Picture a budding music fan who somehow finds the upcoming William Patrick Corgan album before any Smashing Pumpkins. She cracks open the Guided by Voices discography only after hearing Robert Pollard’s near-infinite solo and non-GBV work. Maybe they arrive at Remain in Light through David Byrne’s still-significant Luaka Bop output. This must be a regular scenario, and it makes sense as time marches on and people continue to stumble through the minefields of preference. Playlists, mixes, links IM’d by friends, auto-plays based on cookies, and radio, each a tributary spiraling out in serpentines towards and through the larger rivers of our shared musical canon.

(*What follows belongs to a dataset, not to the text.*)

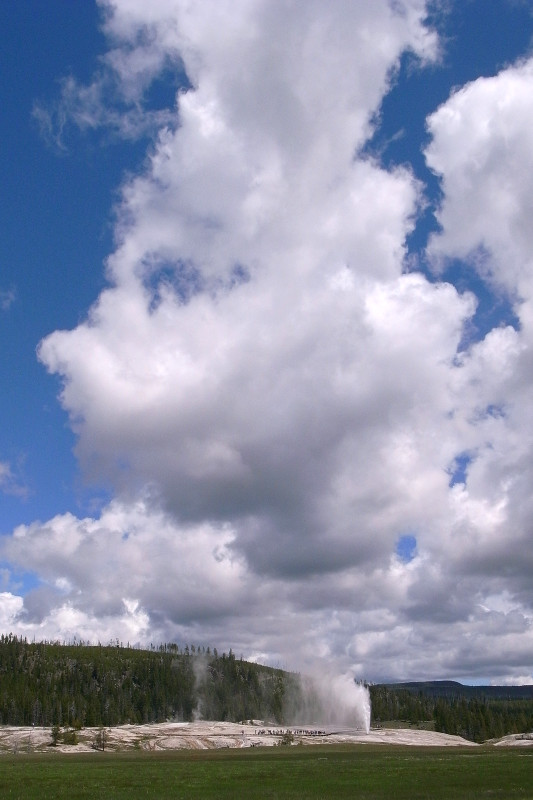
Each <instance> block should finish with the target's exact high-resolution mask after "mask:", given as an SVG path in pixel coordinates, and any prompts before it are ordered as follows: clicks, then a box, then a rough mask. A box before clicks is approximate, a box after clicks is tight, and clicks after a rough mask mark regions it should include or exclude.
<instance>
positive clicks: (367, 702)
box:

All this to confess that I was introduced to Emily Haines & the Soft Skeleton before Metric, the multi-award winning and nominated Canadian synth-rock-pop group which she primarily fronts. Metric is grand, but Emily’s solo compositions are more intimate, as they lilt between gut-wrenching and slyly acerbic. Knives Don’t Have Your Back and the What is Free to a Good Home? EP feature Emily at the piano with her voice, occasionally accompanied with drums, bass, strings, or synths, tending that special breed of glumly self-aware song that lifts up from burrowed roots. Sorrow doesn’t stretch out unchecked, rather, Emily is a master of small shifts in tone and key that resonate exponentially. Each track is scaffolded with deceptively simple runs on the piano that zig to spite the zag, as with how “Reading in Bed” starts out in a dour soundscape but turns into a meadow wafting with soft-focus trumpets, resolving into a different heartspace.

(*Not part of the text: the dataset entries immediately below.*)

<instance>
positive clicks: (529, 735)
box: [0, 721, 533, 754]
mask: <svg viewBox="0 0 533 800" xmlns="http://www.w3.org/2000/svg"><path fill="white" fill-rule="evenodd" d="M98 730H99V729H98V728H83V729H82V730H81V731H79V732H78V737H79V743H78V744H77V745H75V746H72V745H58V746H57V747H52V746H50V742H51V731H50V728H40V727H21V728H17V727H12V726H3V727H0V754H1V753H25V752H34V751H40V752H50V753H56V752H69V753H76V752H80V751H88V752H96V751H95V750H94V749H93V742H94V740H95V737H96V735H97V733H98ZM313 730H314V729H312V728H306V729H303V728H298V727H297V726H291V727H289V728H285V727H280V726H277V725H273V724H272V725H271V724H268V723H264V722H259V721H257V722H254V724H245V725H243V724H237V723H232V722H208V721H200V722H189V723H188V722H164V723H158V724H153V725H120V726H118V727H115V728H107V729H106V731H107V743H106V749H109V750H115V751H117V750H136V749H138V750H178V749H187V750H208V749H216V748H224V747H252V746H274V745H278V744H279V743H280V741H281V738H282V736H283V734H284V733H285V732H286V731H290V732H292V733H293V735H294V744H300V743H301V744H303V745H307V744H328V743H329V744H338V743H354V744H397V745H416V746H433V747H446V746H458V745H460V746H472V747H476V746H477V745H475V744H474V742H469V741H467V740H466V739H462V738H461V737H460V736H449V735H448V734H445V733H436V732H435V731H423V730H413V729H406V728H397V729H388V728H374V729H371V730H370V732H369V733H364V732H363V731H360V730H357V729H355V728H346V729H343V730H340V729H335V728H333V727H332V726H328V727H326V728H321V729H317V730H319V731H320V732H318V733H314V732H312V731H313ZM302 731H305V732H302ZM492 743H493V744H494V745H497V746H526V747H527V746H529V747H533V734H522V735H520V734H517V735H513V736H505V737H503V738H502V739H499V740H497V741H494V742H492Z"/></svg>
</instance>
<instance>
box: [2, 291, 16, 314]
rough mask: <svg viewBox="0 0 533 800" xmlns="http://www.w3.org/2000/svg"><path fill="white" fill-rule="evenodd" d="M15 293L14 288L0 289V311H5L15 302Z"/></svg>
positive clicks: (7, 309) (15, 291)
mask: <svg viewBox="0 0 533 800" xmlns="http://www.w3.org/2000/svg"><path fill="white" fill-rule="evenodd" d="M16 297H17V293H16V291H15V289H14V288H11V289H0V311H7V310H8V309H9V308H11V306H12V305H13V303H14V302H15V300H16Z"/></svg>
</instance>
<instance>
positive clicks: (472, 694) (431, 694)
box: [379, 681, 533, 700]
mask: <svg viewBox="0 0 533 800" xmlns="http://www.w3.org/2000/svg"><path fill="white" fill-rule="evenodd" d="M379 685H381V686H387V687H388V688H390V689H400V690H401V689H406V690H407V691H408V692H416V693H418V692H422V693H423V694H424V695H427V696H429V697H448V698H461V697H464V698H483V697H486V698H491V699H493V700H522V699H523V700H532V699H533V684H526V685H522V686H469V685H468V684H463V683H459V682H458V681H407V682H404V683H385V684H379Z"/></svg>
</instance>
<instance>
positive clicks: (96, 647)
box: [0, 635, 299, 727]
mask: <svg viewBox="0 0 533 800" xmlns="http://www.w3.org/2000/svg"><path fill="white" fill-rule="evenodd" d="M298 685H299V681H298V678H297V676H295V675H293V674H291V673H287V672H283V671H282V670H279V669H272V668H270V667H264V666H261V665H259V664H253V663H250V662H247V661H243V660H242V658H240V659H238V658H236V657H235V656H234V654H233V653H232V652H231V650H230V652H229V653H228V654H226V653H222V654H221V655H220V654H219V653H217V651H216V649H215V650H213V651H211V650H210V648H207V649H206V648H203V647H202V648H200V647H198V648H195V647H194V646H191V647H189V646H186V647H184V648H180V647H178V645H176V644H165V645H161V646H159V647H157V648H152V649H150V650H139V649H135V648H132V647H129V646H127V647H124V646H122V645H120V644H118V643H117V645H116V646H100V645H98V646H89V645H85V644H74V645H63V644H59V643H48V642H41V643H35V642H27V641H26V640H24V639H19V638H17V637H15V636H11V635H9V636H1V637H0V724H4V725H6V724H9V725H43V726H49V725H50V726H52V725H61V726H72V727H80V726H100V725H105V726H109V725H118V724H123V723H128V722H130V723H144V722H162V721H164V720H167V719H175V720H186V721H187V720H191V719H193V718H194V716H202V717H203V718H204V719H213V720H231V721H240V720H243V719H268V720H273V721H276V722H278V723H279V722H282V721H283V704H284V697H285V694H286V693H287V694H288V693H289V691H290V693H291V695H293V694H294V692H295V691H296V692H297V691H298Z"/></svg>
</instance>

Eleven years later, Emily Haines resurrects the Soft Skeleton to broaden her creative achievements: doubling down on the ability to pale a song between shades with enormous effect and expanding on her repertoire of sounds while maintaining an ASMR-like intimacy with her voice. Choir of the Mind starts by stacking Emily with herself, literalizing the titular choir, and alluding the growth to expect in this new collection. She’s added some colors to her palette but it’s still her croon, her candid piano melodies.

The second track, “Fatal Gift,” is probably her most exposed turn, a six-minute chimera of sounds and shuffles, a microcosm of the album at large. Starting alone at the keys, as she so often does, Emily serves a delicate dish that we might have come to expect by now, but soon an oily bassline slithers in with some programmed beats not far behind. The sounds build up like sedimentary layer from there, only to dip back down to a choir of one and then stack back up through a Fugazi-like mantra of “all the things you own / they own you.” It squirms, squiggles, and twists, each adjustment a fresh breath.

To wrap up the opening tryptic Emily spools down to her reverberated voice and some very faint background plinking, a mandolin or ukulele, but you have to strain to hear them. Appropriate for a song titled “Strangling All Romance,” a naked and short first-act coda suited exclusively for her singular voice, a well-hammered tool that she executes with poise and precision. Emily may never be accused of singing at the level of Beyoncé (with whom she shares a predilection for baseball bats) but she is a master of her own vocals, spinning a sweet and sour lullaby with raw grace and confidence, eschewing any unnecessary flash.

Choir of the Mind runs a smidge long for my tastes but no single cut feels undercooked. Emily’s experiments with space and texture further buoy her gift for subtle but still tectonic pirouettes of unease, from the start through “Legend of the Wild Horse” and “Choir of the Mind” which both stretch repetition and chorus into a structural cat’s cradle that spins without dizzying. Her titles and lyrics teem with a grey, clever nihilism blunted by sarcasm. She smiles while she bites, she meditates with a glimmering smirk.

These are the kind of songs that dig fire from dark earth, seemingly draped in a mantle of gloom but accenting minor scales with accents of light. The Soft Skeleton is an apt image: sensitive, worn down to the bones musically and emotionally. But in that erosion lies the opportunity for rebirth, to move between moods with a strategically slight guitar line or harmony. Metric may be Emily Haines’s legacy, but her solo work is the lighthouse I search for in the darkest clouds, the thickest fogs, even the cloying sun.